I think it will get stuck if current is NULL and next is not. We won't be able to rotate nor build a current one if no rotation.

If both are NULL, it won't get stuck, new desc will be created. If only next is NULL, it won't get stuck as it will be built just after.

Tbh, having a current == NULL, which I don't think is possible without also having a next == NULL, we have a very bad code flow issue. I think at that point, we might want the service to stop working properly so the operator can notice the BUG() and tell us. I've personally never ever seen this so if it happens (like this ticket maybe), it should be rare or if not, we'll catch it soon enough.

• In rotate_all_descriptors() let's add the BUG check inside should_rotate_descriptors(). I think that's conceptually the right place to do any check wrt rotating descriptors.

See fixup commit: 4cad1376c6

Notice that I changed a bit the log message to print the desc pointer as in we do want to know which desc are NULL.

[asn]

LGTM.

(I don't really like that the new check is nested inside an old check, but fixing that would introduce non-trivial changes (but still pretty easy to do).
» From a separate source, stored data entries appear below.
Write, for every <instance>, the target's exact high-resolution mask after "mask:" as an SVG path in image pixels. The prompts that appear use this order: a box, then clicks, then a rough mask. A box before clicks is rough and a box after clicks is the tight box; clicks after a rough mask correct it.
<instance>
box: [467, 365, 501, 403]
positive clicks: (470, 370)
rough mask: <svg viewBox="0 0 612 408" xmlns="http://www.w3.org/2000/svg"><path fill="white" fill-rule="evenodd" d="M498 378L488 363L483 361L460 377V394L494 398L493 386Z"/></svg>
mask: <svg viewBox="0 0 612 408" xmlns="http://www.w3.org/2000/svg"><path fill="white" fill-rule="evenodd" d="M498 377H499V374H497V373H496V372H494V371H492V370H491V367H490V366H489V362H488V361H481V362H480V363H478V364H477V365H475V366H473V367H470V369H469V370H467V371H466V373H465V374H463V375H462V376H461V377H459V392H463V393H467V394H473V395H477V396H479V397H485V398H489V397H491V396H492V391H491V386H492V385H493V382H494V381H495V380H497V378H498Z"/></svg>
Feel free to fix that if you want or not.)

[nickm]

I'm okay with merging this. David, do you want to make a change for George's comment above, or should I squash and merge as-is?

[dgoulet]

I kind of think we need to nest the check unfortunately in order to catch the bug. There is really only one way this can happen and it is if our valid_after time is bigger than the service rotation time.
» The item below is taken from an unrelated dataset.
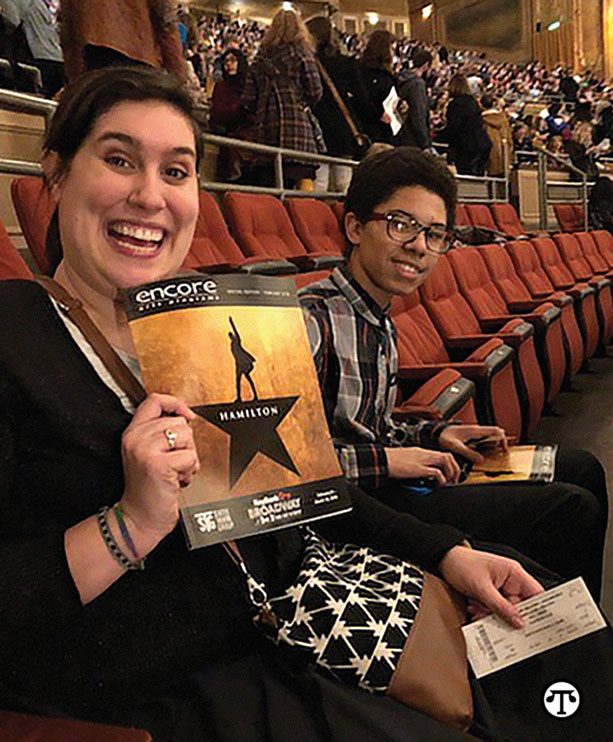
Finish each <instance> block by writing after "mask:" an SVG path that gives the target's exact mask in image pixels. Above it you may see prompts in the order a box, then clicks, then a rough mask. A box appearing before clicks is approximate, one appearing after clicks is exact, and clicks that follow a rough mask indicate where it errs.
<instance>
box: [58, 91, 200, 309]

If we were to not nest the checks, we would have something like this:

   if (ns->valid_after >= service->state.next_rotation_time ||
       BUG(service->desc_current == NULL || service->desc_next == NULL)) {
     goto no_rotation;
   }
   if (ns->valid_after >= service->state.next_rotation_time) {
     goto rotation;
   }

I'm not super convinced it makes the code simpler? or more trivial?

[nickm]

Marking all tickets reached by current round of 033 triage.

[nickm]

Mark 033-must tickets as triaged-in for 0.3.3

[asn]

Replying to dgoulet:

I kind of think we need to nest the check unfortunately in order to catch the bug. There is really only one way this can happen and it is if our valid_after time is bigger than the service rotation time.
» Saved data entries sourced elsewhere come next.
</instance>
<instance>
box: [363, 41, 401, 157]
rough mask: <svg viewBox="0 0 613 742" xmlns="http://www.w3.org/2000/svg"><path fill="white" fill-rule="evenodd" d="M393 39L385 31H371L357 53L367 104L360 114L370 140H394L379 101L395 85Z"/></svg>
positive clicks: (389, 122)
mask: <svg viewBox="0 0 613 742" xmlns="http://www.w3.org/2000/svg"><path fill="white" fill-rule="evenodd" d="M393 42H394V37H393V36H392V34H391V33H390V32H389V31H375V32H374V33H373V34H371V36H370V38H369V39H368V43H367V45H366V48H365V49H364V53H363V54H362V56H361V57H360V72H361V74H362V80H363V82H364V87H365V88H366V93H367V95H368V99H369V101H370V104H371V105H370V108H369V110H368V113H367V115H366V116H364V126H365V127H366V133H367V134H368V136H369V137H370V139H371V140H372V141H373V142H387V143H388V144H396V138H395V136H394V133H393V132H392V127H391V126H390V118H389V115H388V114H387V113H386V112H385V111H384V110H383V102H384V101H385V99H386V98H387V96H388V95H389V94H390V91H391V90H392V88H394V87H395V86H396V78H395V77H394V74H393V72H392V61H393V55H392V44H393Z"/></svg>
If we were to not nest the checks, we would have something like this:

   if (ns->valid_after >= service->state.next_rotation_time ||
       BUG(service->desc_current == NULL || service->desc_next == NULL)) {
     goto no_rotation;
   }
   if (ns->valid_after >= service->state.next_rotation_time) {
     goto rotation;
   }

I'm not super convinced it makes the code simpler? or more trivial?

Agreed. We can proceed as is.

[nickm]

Squashed as bug25306_032_01_squashed and merging to 0.3.3. If it works out there, let's backport to 0.3.2.

[nickm]

Oh wait. Not merging yet. Please write a changes file?

[dgoulet]

Replying to nickm:

Oh wait. Not merging yet. Please write a changes file?

Pushed in fixup commit afe0902b1ac32404

[nickm]

Okay, now the branch to backport is called bug25306_032_01_squashed_v2. It's merged to 0.3.3 and forward. Possible 0.3.2 backport

[teor]

0.3.2 is end of life, so 032-backport is now 032-unreached-backport.

[teor]

These tickets do not need to be backported to 0.2.9, and 0.3.2 will not get any more backports. Closing.